Eleven total board-certified GR and NR readers assessed all 244 NCCT scans using local installations of DICOM images through a viewing platform (Osirix, Geneva, Switzerland). Expert readers interpreted the images using only soft tissue kernels with 5 mm slice thickness, including multiplanar reformats. All readers performed interpretations blinded to the AI software results and clinical information. Readers then assessed for ICH, and if ICH was not present, they then assessed for suspected LVO. The reference truth for ICH was based on a consensus of two of three neuroradiologists evaluating the NCCT scan using the same parameters. Scans that expert readers identified with ICH were classified as No LVO for LVO performance assessment.

Stand-alone performance was based on the reference LVO assessment which was determined by a consensus of two of three neuroradiologists based on a CTA performed concurrently with the NCCT. CTA assessments were performed on maximum intensity projection (MIP) images based on 3 mm slice thickness using a soft tissue kernel six weeks after the initial NCCT assessment.

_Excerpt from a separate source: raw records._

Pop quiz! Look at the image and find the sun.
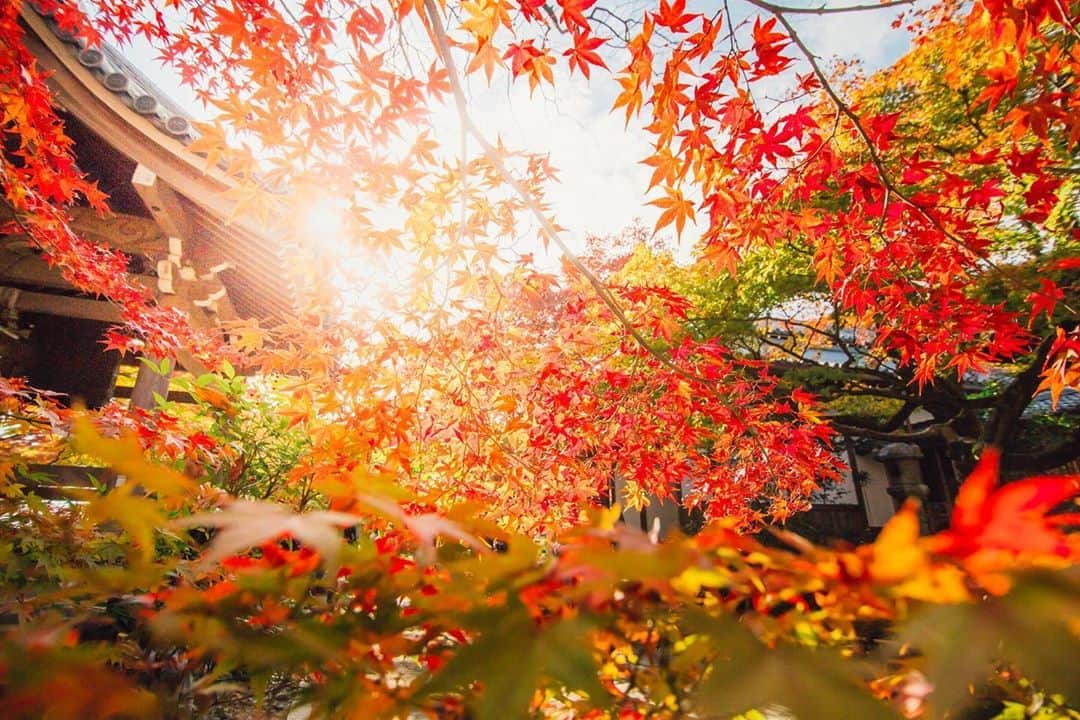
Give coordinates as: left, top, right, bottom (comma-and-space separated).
296, 195, 419, 317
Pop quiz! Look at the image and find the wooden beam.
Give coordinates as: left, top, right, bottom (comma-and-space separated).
0, 286, 121, 323
0, 203, 168, 257
0, 248, 157, 294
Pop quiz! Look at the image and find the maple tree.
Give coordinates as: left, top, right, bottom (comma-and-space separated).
0, 0, 1080, 718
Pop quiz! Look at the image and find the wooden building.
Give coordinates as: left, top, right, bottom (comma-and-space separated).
0, 5, 296, 406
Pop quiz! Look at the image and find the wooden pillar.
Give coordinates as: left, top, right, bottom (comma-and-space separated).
131, 361, 173, 410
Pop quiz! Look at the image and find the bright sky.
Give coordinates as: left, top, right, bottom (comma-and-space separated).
111, 0, 920, 267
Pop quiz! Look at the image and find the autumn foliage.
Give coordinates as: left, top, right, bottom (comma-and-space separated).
0, 0, 1080, 718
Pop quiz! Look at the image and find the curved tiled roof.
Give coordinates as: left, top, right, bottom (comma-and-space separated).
25, 0, 297, 317
31, 3, 198, 145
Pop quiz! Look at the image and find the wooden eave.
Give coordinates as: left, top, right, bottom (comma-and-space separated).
16, 5, 298, 317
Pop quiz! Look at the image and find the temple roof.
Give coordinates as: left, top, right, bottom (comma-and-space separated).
9, 6, 298, 321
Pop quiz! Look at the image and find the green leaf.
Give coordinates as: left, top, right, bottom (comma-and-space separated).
900, 572, 1080, 714
691, 615, 897, 720
417, 608, 607, 720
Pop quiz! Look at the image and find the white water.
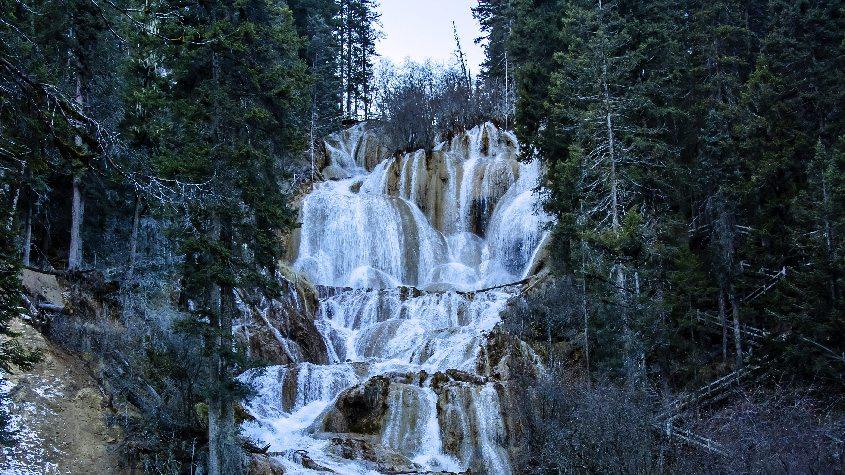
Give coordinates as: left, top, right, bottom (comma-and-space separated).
241, 124, 547, 474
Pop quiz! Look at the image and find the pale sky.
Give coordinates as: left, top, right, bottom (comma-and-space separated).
378, 0, 484, 76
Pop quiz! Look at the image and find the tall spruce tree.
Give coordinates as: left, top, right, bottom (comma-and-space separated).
148, 0, 309, 474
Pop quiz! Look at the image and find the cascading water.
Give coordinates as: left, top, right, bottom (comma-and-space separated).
241, 123, 547, 474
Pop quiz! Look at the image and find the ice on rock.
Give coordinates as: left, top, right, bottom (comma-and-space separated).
241, 123, 549, 474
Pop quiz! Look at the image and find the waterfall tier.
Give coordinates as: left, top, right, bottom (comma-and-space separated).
241, 123, 548, 474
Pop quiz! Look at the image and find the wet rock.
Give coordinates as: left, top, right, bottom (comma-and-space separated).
323, 376, 390, 435
236, 267, 328, 365
247, 454, 285, 475
328, 437, 423, 473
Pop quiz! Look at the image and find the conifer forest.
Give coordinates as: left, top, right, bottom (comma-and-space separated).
0, 0, 845, 475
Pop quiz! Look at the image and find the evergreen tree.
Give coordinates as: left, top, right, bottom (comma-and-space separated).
148, 0, 309, 474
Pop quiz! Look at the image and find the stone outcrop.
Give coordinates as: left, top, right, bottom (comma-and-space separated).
236, 267, 328, 364
322, 376, 391, 435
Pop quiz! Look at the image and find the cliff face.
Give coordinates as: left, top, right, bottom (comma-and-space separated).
241, 124, 548, 474
235, 265, 328, 364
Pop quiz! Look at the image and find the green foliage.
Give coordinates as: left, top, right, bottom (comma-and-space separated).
508, 0, 845, 387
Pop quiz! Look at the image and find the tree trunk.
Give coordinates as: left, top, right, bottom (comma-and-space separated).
581, 272, 590, 387
22, 199, 32, 267
67, 73, 85, 270
126, 195, 142, 282
208, 217, 242, 475
719, 286, 728, 363
67, 176, 85, 270
728, 285, 743, 368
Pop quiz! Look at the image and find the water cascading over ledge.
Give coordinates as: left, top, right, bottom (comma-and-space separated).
241, 123, 547, 474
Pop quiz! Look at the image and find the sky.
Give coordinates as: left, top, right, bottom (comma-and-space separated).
378, 0, 484, 75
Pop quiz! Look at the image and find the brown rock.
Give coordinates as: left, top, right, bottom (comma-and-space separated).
323, 376, 390, 435
247, 454, 285, 475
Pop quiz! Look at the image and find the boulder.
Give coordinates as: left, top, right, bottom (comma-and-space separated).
322, 376, 391, 435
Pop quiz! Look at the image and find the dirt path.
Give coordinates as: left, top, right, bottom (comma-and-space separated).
0, 321, 120, 475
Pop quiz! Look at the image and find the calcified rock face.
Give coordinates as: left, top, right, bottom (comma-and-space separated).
241, 124, 547, 474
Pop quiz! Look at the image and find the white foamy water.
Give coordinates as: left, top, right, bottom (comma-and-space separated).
241, 123, 548, 474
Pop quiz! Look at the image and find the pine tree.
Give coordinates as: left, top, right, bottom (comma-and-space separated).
148, 0, 309, 474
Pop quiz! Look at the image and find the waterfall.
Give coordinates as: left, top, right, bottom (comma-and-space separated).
240, 123, 549, 474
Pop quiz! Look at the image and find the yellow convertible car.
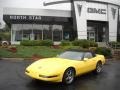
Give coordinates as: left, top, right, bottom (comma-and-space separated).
25, 50, 105, 84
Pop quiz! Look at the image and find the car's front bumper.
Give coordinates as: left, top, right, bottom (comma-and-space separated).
25, 71, 62, 82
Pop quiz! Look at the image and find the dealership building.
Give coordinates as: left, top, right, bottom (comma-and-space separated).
3, 0, 120, 44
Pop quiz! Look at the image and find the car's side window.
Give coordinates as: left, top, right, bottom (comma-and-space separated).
84, 52, 93, 59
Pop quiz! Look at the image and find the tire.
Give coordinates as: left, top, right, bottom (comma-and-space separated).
94, 62, 102, 74
62, 68, 75, 84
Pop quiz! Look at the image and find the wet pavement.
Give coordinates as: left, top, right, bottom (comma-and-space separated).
0, 60, 120, 90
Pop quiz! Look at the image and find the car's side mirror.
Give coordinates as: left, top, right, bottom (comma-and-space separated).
84, 58, 88, 61
56, 54, 59, 57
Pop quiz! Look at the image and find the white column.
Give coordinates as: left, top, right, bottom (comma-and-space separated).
74, 1, 87, 39
108, 5, 118, 41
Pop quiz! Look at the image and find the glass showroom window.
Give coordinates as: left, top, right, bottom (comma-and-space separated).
33, 24, 43, 40
22, 24, 34, 40
43, 25, 52, 40
11, 24, 22, 41
53, 25, 63, 41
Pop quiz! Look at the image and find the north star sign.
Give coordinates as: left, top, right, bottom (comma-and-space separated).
87, 8, 107, 14
10, 15, 41, 20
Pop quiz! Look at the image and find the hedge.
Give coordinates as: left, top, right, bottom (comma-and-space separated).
95, 47, 112, 57
72, 39, 98, 48
20, 40, 53, 46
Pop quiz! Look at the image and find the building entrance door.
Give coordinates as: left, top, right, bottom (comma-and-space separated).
87, 31, 95, 41
87, 21, 109, 42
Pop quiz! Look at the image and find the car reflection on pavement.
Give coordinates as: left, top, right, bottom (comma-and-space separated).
0, 60, 120, 90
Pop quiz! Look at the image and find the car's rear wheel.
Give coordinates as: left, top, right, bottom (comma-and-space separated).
63, 68, 75, 84
94, 62, 102, 74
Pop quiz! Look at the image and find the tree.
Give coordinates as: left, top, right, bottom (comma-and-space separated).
3, 24, 10, 32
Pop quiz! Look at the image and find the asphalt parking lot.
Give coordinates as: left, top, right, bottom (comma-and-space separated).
0, 60, 120, 90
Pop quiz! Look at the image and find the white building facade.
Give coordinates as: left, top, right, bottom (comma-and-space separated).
3, 0, 120, 44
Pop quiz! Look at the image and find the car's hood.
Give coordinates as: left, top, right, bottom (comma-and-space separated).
27, 58, 75, 74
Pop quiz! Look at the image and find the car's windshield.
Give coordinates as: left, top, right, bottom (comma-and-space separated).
58, 51, 84, 60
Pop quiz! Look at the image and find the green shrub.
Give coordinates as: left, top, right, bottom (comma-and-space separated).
60, 40, 71, 46
20, 40, 53, 46
88, 41, 98, 47
72, 39, 98, 48
95, 47, 112, 57
20, 40, 41, 46
41, 40, 53, 46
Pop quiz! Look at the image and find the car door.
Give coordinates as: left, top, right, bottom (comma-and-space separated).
84, 52, 96, 72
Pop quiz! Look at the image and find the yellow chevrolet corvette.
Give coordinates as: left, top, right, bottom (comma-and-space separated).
25, 50, 105, 84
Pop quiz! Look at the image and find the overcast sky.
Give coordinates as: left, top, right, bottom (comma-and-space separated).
0, 0, 70, 28
0, 0, 120, 28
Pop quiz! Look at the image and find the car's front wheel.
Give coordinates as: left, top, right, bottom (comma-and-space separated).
63, 68, 75, 84
95, 62, 102, 74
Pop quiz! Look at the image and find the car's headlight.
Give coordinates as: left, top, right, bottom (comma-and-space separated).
39, 75, 58, 78
25, 70, 30, 73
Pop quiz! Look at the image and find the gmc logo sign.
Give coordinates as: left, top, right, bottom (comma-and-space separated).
87, 8, 106, 14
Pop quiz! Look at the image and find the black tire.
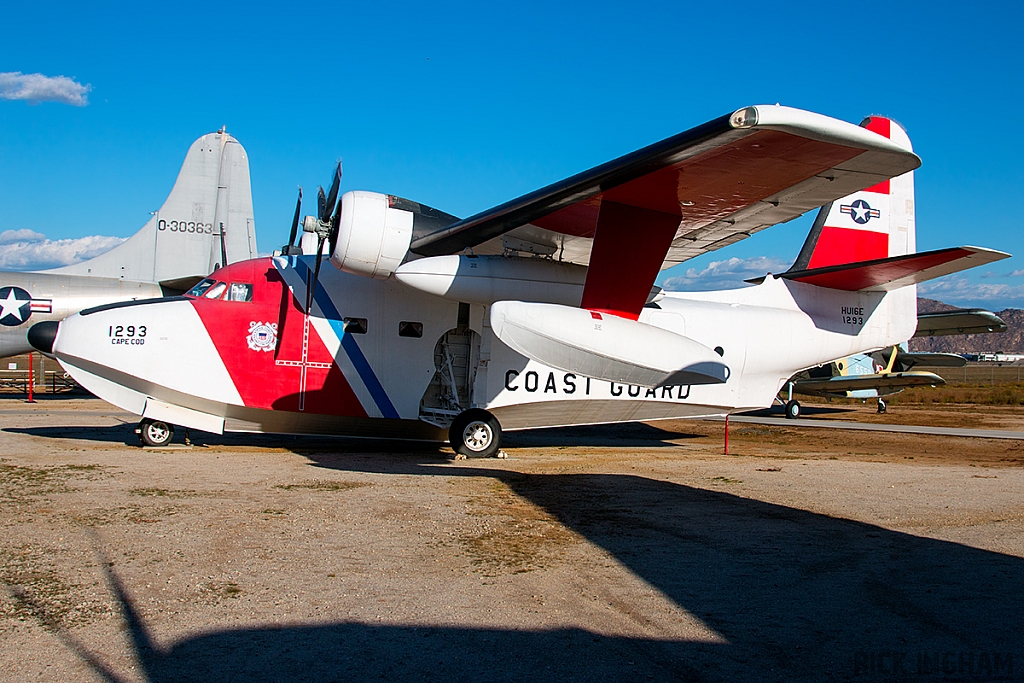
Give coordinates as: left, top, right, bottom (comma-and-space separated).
785, 400, 800, 420
449, 408, 502, 458
138, 418, 174, 449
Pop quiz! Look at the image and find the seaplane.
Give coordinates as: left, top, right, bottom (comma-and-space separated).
36, 105, 1009, 457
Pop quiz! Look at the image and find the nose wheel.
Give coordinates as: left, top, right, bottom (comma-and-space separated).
785, 400, 800, 420
449, 409, 502, 458
135, 418, 174, 447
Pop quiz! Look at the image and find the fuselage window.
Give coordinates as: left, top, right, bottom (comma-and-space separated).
345, 317, 367, 335
227, 283, 253, 301
203, 283, 227, 299
398, 321, 423, 339
188, 278, 217, 297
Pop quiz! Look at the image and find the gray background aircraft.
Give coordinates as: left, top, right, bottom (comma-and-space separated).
0, 130, 257, 357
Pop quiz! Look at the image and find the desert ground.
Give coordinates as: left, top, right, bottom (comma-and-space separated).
0, 396, 1024, 682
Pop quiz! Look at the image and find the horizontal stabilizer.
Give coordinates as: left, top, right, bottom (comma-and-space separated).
793, 372, 946, 396
490, 301, 730, 387
913, 308, 1007, 337
778, 247, 1010, 292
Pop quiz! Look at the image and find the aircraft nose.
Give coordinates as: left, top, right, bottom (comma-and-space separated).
29, 321, 60, 355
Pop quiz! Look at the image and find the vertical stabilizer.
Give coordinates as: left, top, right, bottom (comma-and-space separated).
47, 130, 257, 290
792, 117, 916, 270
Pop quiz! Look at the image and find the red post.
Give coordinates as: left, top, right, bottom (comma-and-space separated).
725, 414, 729, 455
25, 352, 36, 403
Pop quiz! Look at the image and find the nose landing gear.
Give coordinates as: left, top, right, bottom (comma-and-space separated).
135, 418, 174, 449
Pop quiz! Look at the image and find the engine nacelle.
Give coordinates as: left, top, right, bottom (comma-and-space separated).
331, 190, 413, 280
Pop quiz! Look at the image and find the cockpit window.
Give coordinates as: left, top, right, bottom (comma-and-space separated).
188, 278, 217, 297
227, 283, 253, 301
203, 283, 227, 299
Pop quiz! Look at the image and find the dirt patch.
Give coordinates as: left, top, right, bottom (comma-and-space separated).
460, 475, 581, 577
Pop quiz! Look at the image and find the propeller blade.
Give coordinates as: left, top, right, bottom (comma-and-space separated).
316, 186, 327, 222
306, 233, 325, 315
288, 187, 302, 247
328, 181, 341, 254
321, 162, 341, 223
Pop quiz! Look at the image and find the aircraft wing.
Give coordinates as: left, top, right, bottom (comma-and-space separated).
411, 105, 921, 317
896, 350, 967, 368
793, 372, 946, 396
913, 308, 1007, 337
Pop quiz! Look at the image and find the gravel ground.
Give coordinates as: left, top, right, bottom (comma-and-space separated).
0, 398, 1024, 681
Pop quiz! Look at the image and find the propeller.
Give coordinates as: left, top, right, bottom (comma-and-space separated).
281, 187, 302, 256
302, 162, 341, 315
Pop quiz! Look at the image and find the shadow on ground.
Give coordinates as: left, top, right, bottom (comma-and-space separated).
740, 403, 855, 418
32, 454, 1024, 682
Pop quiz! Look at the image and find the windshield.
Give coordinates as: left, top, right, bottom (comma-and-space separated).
187, 278, 217, 296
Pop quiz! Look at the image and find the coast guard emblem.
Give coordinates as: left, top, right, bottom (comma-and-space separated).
246, 321, 278, 351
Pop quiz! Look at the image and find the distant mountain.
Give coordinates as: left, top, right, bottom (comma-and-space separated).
910, 298, 1024, 353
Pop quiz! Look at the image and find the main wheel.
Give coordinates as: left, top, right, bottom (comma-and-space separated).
785, 400, 800, 420
138, 418, 174, 447
449, 408, 502, 458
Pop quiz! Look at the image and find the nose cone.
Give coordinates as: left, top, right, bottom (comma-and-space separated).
29, 321, 60, 355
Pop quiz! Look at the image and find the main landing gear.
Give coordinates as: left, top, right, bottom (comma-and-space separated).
449, 408, 502, 458
135, 418, 174, 449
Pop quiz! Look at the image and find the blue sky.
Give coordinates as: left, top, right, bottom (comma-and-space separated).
0, 2, 1024, 309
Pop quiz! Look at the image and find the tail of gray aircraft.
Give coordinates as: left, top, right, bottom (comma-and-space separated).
44, 130, 257, 291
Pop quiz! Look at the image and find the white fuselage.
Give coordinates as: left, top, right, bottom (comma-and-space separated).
54, 258, 915, 435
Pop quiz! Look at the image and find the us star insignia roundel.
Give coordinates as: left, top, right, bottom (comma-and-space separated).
246, 321, 278, 351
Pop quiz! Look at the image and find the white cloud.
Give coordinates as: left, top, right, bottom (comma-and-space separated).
0, 227, 46, 245
662, 256, 790, 292
0, 71, 92, 106
918, 275, 1024, 308
0, 228, 124, 270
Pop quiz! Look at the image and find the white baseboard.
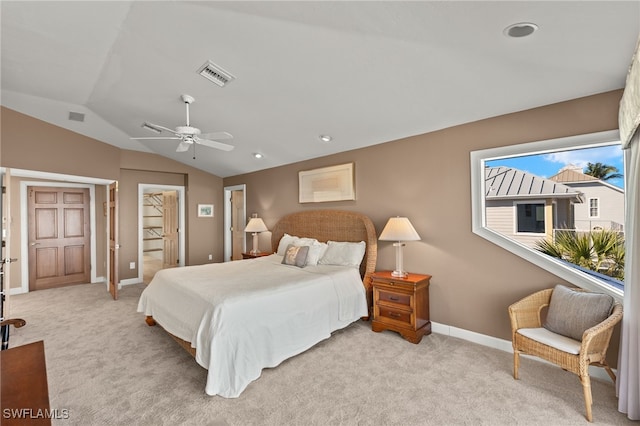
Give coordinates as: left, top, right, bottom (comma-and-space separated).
431, 321, 618, 381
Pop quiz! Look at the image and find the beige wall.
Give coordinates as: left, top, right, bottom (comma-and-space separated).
224, 91, 621, 346
0, 107, 223, 287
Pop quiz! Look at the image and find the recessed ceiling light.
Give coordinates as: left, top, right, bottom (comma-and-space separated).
502, 22, 538, 38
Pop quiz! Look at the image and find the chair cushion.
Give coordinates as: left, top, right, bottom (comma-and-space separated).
517, 327, 580, 355
542, 284, 614, 341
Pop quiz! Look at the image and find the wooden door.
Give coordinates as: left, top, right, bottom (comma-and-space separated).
108, 181, 120, 300
162, 191, 180, 269
231, 190, 246, 260
27, 186, 91, 290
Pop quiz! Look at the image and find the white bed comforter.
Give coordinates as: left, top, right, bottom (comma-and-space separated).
138, 254, 367, 398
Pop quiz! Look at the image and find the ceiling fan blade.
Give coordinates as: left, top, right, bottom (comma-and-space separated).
142, 121, 178, 135
195, 138, 234, 151
129, 136, 182, 140
176, 141, 193, 152
199, 132, 233, 140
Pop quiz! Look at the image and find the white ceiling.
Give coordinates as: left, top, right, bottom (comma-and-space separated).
0, 0, 640, 177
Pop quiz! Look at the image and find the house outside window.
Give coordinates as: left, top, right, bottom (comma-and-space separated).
589, 198, 600, 217
471, 131, 625, 298
516, 203, 544, 234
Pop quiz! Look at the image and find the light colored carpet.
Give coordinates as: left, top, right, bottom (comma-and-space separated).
5, 284, 632, 425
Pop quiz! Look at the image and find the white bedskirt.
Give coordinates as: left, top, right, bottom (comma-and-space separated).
138, 254, 368, 398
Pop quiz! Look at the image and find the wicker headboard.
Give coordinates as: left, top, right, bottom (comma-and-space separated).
271, 210, 378, 306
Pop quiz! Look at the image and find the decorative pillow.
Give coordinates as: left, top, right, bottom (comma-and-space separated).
282, 244, 309, 268
307, 241, 328, 266
542, 284, 613, 341
318, 241, 367, 268
276, 234, 318, 256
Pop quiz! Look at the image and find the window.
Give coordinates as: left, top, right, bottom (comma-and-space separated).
589, 198, 600, 217
516, 204, 544, 234
471, 130, 624, 299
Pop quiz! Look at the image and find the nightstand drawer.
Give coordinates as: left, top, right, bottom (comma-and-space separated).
372, 280, 415, 293
378, 306, 411, 325
378, 290, 411, 306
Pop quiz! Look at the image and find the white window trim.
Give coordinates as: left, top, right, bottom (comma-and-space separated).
587, 197, 600, 219
470, 130, 623, 301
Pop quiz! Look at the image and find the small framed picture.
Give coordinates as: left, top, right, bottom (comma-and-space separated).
198, 204, 213, 217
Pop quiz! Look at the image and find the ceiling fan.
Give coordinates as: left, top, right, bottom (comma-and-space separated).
131, 95, 234, 152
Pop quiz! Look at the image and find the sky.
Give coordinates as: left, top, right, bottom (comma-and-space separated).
485, 144, 624, 188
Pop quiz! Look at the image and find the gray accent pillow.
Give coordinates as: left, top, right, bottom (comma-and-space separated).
542, 284, 614, 341
282, 244, 309, 268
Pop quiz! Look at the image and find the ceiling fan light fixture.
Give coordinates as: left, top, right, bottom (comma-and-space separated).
502, 22, 538, 38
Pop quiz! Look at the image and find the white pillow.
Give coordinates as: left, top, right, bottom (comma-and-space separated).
318, 241, 366, 268
307, 241, 328, 266
276, 234, 298, 256
276, 234, 318, 256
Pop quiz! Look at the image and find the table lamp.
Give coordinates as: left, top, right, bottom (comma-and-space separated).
379, 217, 420, 278
244, 215, 268, 254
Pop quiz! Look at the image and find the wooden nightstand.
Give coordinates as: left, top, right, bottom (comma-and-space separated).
371, 271, 431, 343
242, 252, 272, 259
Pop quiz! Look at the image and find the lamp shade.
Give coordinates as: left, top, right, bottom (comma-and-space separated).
244, 217, 267, 232
379, 217, 420, 241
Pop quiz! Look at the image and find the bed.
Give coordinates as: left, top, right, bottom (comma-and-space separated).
138, 210, 377, 398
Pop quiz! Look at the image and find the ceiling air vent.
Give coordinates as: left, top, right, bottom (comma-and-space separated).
69, 111, 84, 122
198, 61, 235, 87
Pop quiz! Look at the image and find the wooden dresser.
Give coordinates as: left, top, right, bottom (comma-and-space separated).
0, 341, 52, 426
371, 271, 431, 343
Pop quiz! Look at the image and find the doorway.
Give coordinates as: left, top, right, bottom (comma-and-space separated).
27, 186, 91, 291
224, 184, 247, 262
138, 184, 185, 284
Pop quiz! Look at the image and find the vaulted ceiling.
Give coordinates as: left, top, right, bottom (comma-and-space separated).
0, 0, 640, 177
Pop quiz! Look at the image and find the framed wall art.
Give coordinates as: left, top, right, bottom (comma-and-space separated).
198, 204, 213, 217
298, 163, 356, 203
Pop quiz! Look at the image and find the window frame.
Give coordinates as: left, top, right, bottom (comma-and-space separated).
470, 130, 626, 300
513, 200, 546, 237
587, 197, 600, 219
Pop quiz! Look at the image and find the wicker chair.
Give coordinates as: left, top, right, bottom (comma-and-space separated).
509, 288, 622, 422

A board-certified NR (JJH, 10 years of experience) independently reviewed cases deemed positive for LVO to screen for suspected vessel calcification in the distal intracranial ICA or M1 segment of the MCA. This review was based on binary determination of presence or absence of vessel calcification. Cases interpreted as positive for ICH were not assessed for vessel calcifications and classified as “No LVO.”

The primary endpoint was sensitivity and specificity of the software as compared to those of the GR and NR readers who were blinded to the CTA results. In total, eight GR and three NR expert readers (different individuals than the experts who determined the reference standard on the CTAs) participated in this phase of the study. Readers were instructed to consider both the presence of HVS as well as early parenchymal signs of brain ischemia when making their determination of LVO. The primary hypothesis was that the automated software would have a higher sensitivity than GR for detecting LVO and be non-inferior to NR readers. If non-inferiority was achieved, then the software would be tested for superiority against all readers as well as NR readers alone. Overall accuracy was also compared between the software and individual readers to assess for both sensitivity and specificity.

Statistical analysis

Sensitivity and specificity analyses were calculated by comparison of the software results to the CTA reference standard for LVO for the stand-alone evaluation Subsequently, the sensitivity of the software was compared to the GR and NR readers using a t-test of either superiority or non-inferiority (NI) with a 0.025 margin. The test statistic is (average reader - software – NI margin)/standard error (readers) and the sign of the NI margin is based on if we are testing NI or superiority.

Results

Ultimately, a total of 244 cases were included in this study. Of the 244, 115 were LVO (115/244, 47.1%) and 26 (26/244, 10.7%) were ICHs based on the consensus of two of three expert neuroradiologists. One hundred three cases (103/244, 42.2%) were independently reviewed for suspected vessel calcification after initial screening. One hundred three cases (103/244, 42.2%) did not have LVO nor ICH.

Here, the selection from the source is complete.